News

Choices: Prosecutor or Criminal?

Prosecutor or Criminal? Prosecutor or Criminal? Prosecutor or Criminal?

It was a consistent mantra throughout the Democratic National Convention. While I didn’t watch all four nights, I watched enough for that to be one of my takeaways. 

While this was still on my mind, I watched a news story about a growing group supporting Trump for president— evangelical Christian nationalists. I watched this investigative report, dumbstruck, as I listened to people of faith go as far as to say, “Trump is mandated by God to lead us.”

My jaw dropped. My heart broke and my gut churned.
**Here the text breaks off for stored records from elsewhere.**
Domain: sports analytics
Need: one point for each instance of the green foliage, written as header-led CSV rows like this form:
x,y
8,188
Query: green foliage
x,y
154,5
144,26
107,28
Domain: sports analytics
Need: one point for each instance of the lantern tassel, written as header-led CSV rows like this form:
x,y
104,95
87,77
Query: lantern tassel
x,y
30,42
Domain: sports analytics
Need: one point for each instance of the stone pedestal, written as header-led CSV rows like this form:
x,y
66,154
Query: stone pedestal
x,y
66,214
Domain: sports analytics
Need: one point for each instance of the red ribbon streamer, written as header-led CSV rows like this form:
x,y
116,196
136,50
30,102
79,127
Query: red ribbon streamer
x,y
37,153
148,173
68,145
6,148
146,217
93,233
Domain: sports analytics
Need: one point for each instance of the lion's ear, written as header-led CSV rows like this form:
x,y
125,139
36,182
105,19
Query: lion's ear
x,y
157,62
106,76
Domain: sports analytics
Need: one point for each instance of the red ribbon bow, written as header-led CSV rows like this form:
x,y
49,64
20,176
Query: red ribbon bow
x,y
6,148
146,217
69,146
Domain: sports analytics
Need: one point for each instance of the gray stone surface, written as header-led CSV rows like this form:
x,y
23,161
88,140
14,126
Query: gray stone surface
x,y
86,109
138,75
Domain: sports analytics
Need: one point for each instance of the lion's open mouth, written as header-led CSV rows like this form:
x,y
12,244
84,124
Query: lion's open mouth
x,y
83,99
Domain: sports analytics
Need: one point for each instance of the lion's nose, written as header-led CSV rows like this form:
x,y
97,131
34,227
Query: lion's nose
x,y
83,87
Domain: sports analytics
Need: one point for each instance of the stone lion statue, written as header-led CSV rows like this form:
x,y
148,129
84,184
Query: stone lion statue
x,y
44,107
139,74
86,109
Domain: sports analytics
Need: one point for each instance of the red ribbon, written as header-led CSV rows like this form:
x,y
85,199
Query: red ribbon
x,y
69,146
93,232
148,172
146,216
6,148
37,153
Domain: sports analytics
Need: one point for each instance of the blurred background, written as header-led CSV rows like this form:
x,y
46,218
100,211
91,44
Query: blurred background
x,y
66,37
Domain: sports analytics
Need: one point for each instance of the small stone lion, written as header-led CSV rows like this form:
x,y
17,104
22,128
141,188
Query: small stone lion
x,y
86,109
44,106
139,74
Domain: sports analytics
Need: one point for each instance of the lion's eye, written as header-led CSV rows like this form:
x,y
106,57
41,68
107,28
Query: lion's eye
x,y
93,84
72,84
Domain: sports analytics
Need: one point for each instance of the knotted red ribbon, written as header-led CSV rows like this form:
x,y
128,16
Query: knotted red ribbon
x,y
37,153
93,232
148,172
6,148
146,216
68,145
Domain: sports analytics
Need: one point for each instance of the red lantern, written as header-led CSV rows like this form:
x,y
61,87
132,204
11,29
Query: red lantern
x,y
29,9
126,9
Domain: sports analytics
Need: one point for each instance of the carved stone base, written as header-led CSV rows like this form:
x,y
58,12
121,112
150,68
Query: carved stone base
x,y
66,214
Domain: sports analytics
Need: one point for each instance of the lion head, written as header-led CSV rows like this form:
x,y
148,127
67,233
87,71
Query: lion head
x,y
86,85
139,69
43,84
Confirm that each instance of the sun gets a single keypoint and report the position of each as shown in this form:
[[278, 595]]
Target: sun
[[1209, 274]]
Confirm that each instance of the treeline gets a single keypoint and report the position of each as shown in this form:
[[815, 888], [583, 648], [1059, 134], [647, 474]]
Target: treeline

Days later, these two opposing views kept swirling through my thoughts. As I rode my bike, which is when thoughts are often sparked in me, these two sound bites converged with the question of a gathered mob two millennia ago, “Jesus or Barabbas?” Explosive comparison!

Let me be quick to say that I do not think of Kamala Harris as the Messiah or of Trump as the anti-Christ. Yet, there are similarities between the choices of past and present. 

Do you choose a person who strives to make communities better or one who makes decisions for personal gain? Rabbi/Prophet/Savior or Thief? Prosecutor or Criminal?

I wonder if the choice simply comes down to voting for truth or lies. 

In his novel “Beartown, Fredrik Backman writes about a remote town in the forest of Sweden whose love for hockey unites its people. The major conflict that divides the town is whether to believe their young hockey star raped the daughter of the hockey team’s general manager.

The town has been waiting decades to win the national championship and they have hung their hopes on this rising star. Although the signs of trauma are visible, a majority of the town cannot allow themselves to believe her. 

Even after an eyewitness confesses to seeing what happened, the police dismiss the case for lack of evidence. Their desire to win outweighs the truth.

A paragraph in the book has stuck with me.

Backman writes: “Hate can be a deeply stimulating emotion. The world becomes easier to understand and much less terrifying if you divide everything and everyone into friends and enemies, we and they, good and evil. The easiest way to unite a group isn’t through love, because love is hard, It makes demands. Hate is simple. So the first thing that happens in a conflict is that we choose a side, because that’s easier than trying to hold two thoughts in our heads at the same time. The second thing that happens is that we seek out facts that confirm what we want to believe – comforting facts, ones that permit life to go on as normal. The third is that we dehumanize our enemy.”

Did the majority in that Jerusalem square choose Barabbas because that choice would allow life to go on as normal? Most likely. 

Jesus’s disruptive beliefs and behaviors were too hard to comprehend by the maddening crowd. So why will voters choose a known criminal over a successful prosecutor for the people? 

Greed? Selfish gain?

If love equals truth and evil equals lies, it is harder to believe the truth because we must take responsibility for our own contribution to it. Truth makes us look in the mirror and address the flaws we see. Lies make a home in our shadow side, where we tell ourselves we are okay as is.

Much hype has been made about this being the most important election of our lifetime. Maybe. 

But if we were to remove politics from this choice, it would come down to what we want to believe in ourselves. Love/truth or hate/lies? Prosecutor or criminal?

Lord, may we learn from the mistakes of first-century Jerusalem and a fictional place called Beartown.